Yes, the Bitterroot Valley is known as the "banana belt" of Montana as it doesn't get quite as cold and snowy as the rest of the state. And we have public lands and campgrounds galore, maybe not so much in the winter though there are some USFS rental cabins. Just sayin'.  I know at least 2 other members here in the Valley or in nearby Missoula, including @SMcN whom it turns out lives in my town and we were already acquainted! Would definitely be fun to meet up!


----------



## drparker151 (Apr 10, 2020)

We will spend Nov and Dec in the Gulf Shores area of Alabama, just west of Pensacola. January in mid Florida, from there who knows. Currently in Arkansas.


----------



## David Winners (Apr 30, 2012)

We are at Karchner Caverns in Arizona until the middle of January.


----------



## SMcN (Feb 12, 2021)

@David Winners Keep a look out for Montana plates. I think about half the population snowbirds to Arizona...


----------



## WNGD (Jan 15, 2005)

It's not Winter camping unless the temps are well below 32F and there's SNOW


----------



## David Winners (Apr 30, 2012)




----------



## jarn (Jul 18, 2007)

WNGD said:


> It's not Winter camping unless the temps are well below 32F and there's SNOW


I must admit, every time I see the title to this thread, that's what I think of. Products of our environment that we are. (Though I had to look up what 32F was in C)


----------



## David Winners (Apr 30, 2012)

I kind of did that on purpose 

I'm old and broken and I don't really want to deal with "winter" as I know it.

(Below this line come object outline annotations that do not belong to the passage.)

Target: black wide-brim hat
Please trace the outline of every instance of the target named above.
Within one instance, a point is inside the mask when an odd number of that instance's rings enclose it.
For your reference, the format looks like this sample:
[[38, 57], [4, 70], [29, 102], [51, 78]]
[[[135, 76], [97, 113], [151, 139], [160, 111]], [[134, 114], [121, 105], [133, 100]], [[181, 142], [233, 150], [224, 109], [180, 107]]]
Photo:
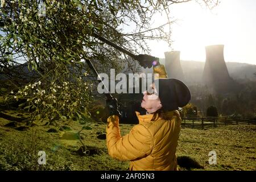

If it weren't for having 2 grandkids with their first Christmas this year, we would have been gone mid November


----------



## Sunflowers (Feb 17, 2012)

It’s called leaving your winter at home, and cheating by running away to milder climates 😁


----------



## drparker151 (Apr 10, 2020)

David Winners said:


> I kind of did that on purpose
> 
> I'm old and broken and I don't really want to deal with "winter" as I know it.
> 
> If it weren't for having 2 grandkids with their first Christmas this year, we would have been gone mid November


Be careful, it's amazing how fast your blood thins. This is our second winter south of i10 instead of northwest of Chicago. Now when it hits the 40s, feels like the low 20s used too


----------



## Sunflowers (Feb 17, 2012)

drparker151 said:


> Be careful, it's amazing how fast your blood thins. This is our second winter south of i10 instead of northwest of Chicago. Now when it hits the 40s, feels like the low 20s used to


Yup.
Move south, and turn into a lizard...


----------